Holidays


MUCH OF THE chapter on honeymoons applies here. People are so grimly determined to enjoy every moment of their holidays that they feel dismayed and cheated if anything goes wrong.

You’re probably both exhausted, particularly if you’ve only been married a short time, and have had all the strain of getting adjusted. You’ve been planning and looking forward to your holiday for ages, then you arrive at your destination and find you’re so unused to doing nothing that it takes you at least a fortnight to unwind. Then it’s time to go home again.

There is also the sex problem. Before you were married, holidays were always treated as safaris. The moment you boarded the train at Victoria, the sap started rising, the eye started roving on the lookout for a holiday playmate. After you’re married, the hunting instinct dies very hard. As a friend of mine said: ‘Taking a married man to the South of France is rather like taking a foxhound to a meet on a lead, and not letting him join in the chase.’

I’m not a believer in retaliation but if your husband does get a crush on another girl on holiday — carrying her beachbag, always ready with a large towel when she comes up from the sea — your best answer rather than sulking is to take to the nearest gigolo. And if there isn’t a gigolo to take, comfort yourself with the thought that holiday romances seldom last beyond the holiday.

Going on holiday with friends, of course, is one of the quickest ways of losing them. The most amiable people turn into absolute monsters when they’ve got too much spare time on their hands.

Everyone will either want to do different things (lying in the sun, sightseeing, diving, pony trekking, or merely getting drunk) or else no one will admit what they want to do, and go round looking martyred:

‘What would you like to do today, my darling?’

‘Anything you like, darling.’

‘Oh don’t be awkward.’

Particularly avoid going with people who are much richer than you (you’ll worry the whole time about spending too much) or poorer than you (or you’ll spend your time grumbling about their meanness).

We went to France once in a party of twelve, all great friends. It was a catastrophe. Meals were exactly like being back at school: ‘Hands up for salade niçoise.’ All the people who could speak French pulled rank on the people who couldn’t or didn’t dare.
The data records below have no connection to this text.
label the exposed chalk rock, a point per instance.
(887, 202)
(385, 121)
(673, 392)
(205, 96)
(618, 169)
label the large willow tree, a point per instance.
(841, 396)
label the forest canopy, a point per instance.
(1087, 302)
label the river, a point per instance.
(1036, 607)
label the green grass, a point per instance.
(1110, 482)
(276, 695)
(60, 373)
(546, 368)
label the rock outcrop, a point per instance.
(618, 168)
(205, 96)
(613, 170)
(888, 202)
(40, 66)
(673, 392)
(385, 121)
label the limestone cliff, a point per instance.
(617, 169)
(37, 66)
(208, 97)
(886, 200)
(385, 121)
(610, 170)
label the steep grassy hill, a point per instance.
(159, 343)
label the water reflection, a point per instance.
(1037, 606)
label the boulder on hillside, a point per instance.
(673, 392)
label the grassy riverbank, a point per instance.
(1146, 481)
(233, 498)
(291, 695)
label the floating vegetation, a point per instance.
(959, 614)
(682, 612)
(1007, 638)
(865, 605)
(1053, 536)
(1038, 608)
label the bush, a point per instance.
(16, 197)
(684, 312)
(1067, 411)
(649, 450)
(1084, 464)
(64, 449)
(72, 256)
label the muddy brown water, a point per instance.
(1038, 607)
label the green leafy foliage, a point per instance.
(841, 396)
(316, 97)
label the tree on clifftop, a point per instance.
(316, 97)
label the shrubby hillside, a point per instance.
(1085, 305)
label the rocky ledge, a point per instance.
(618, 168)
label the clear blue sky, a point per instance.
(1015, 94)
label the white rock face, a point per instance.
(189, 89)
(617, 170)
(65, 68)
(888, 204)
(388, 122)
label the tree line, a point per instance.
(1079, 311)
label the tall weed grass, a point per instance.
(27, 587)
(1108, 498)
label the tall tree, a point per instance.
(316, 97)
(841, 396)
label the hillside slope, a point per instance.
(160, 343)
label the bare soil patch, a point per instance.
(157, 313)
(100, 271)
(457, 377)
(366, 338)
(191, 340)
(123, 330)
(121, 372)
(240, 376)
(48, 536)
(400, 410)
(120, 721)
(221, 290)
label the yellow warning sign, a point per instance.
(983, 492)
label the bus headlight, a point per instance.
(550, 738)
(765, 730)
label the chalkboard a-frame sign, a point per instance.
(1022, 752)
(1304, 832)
All the wives sulked because all the husbands had got crushes on the one single girl, who was sulking because she couldn’t hook the one single man. Bad will was absolutely rampant.

I am painting a gloomy picture of holidays, because I think people often feel that if they’ve had a disastrous holiday their marriage must be on the rocks. ‘If we can’t get on when we’re on holiday,’ they say, ‘there must be something radically wrong.’ Forget it. Cheerful pessimism is the best approach to a holiday, and console yourself that the most disastrous holidays are always the funniest in retrospect.

HOW TO BEHAVE

On holiday there is invariably one who does the planning — booking rooms, tickets, etc. — and one who resists being planned. If you’re the resister, cut down on the beefing, whether it’s about the lack of soap, coat-hangers, hot water, drawer space, bed space, or amount of garlic in the food. Remember when in Rome … and shut up about it.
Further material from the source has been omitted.